書き言葉・読み言葉 に対し、見る言葉。すなわち、読み書く過程を経ない言葉の一側面。
外国人が街に溢れている理由として屢々揶揄されるのが、経済的な安寧である。百々のつまり、私の今月の出費は18万円弱だったのに、私史上最も多くの物財を購入したのである。その肚には、良品を安価に選択する知恵を研究し得たことが大きく、情報知識社会を自由に遊泳できた時代の賜物であった。

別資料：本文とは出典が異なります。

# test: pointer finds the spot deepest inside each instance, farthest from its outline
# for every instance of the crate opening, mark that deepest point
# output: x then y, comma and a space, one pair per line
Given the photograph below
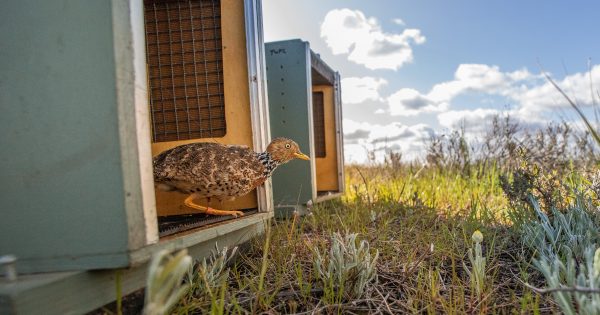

今や、外国人にとって、この日本に訪れる上で、経済性は障壁になり得ない。では、何が滞在動機を阻み、滞在時間を短縮させるのか。料理ではない。食材でも商材でもない。人情の可能性はあるが、歴史を踏まえた上で来訪する心得が、電子現実両界で流通しているようだ。私が思うのは、文字である。
言語は別に、辞書なしで撮訳できるし、普段から黙読しているのだから、すでに読む過程を踏まずとも意味が取れ、解釈もでき、空気の流れさえ透察できる力を備えた人は国内外にとても多くいるだろう。私とて、読書の際に読むという行為を経ずに多くの文献を読んで書いている。その時の「読む」は明らかに、すでに「見る」に変質している。
漢字や図字だけでなく、あらゆる文字情報が読まれるものでなくなってしまった。すでに「見る」さえ過ぎて先端感覚で感受するものになっているとも思われる。記号のこの感覚性が、科学を構築しうる才能の秘技であり、この時代やそれ以降に確実になった学習の人間的弱みである。やはり、人間は部屋から出ようが、悲惨であることからまだ逃れられていない。